On May 8, the Justice Department announced a court-authorized seizure of 13 Internet domains linked to stressor or booter platforms, more formally known as DDoS-for-hire services.
This is the third wave of US law enforcement action against these kinds of services that allow users to pay for distributed denial-of-service attacks (DDoS), which overload targeted machines with an onslaught of information and disrupt operations, including accessing the Internet. Not only this, but DDoS attacks can "completely sever Internet connections for other customers serviced by the same Internet service provider." Thousands of users pay for these services to launch millions of attacks against countless organizations, including schools, universities, government websites, and financial institutions, the Justice Department said in the release.
In December 2022, nearly 50 booter services were targeted and seized by US law enforcement and 10 of the 13 that were targeted today are "reincarnations of services that were seized" during the sweep in December. As the Justice Department cracks down on operators, they stress that investigations into these services will continue.
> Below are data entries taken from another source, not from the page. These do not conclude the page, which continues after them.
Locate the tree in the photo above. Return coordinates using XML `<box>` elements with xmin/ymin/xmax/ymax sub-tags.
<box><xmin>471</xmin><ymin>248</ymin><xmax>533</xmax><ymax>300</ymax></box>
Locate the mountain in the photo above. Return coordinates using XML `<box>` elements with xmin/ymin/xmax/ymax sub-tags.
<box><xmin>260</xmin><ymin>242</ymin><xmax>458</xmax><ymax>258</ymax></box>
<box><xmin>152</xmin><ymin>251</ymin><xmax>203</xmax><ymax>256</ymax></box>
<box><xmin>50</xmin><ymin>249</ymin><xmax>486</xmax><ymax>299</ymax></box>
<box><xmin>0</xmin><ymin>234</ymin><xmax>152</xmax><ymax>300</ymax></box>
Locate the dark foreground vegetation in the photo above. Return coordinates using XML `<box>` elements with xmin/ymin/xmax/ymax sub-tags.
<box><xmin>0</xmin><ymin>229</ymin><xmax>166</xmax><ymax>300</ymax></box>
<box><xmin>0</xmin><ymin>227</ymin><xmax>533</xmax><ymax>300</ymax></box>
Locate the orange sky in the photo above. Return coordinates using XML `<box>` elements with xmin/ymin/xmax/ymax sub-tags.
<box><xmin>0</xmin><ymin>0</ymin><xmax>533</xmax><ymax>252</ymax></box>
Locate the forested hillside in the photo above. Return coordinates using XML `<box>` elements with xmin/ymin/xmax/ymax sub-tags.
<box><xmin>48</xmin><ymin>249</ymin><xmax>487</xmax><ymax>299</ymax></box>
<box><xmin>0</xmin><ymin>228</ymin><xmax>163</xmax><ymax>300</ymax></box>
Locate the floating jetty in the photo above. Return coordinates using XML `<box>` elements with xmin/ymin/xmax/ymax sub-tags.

"Victims who are attacked by such services, or those providing Internet services to the victims, often have to 'overprovision,' that is, pay for increased Internet bandwidth in order to absorb the attacks, or subscribe to DDoS protection services, or purchase specialized hardware designed to mitigate the effects of DDoS attacks," stated the affidavit supporting the seizure warrants. "The prices of such overprovision or DDoS protection services are usually significantly more expensive than the cost of a given booter service."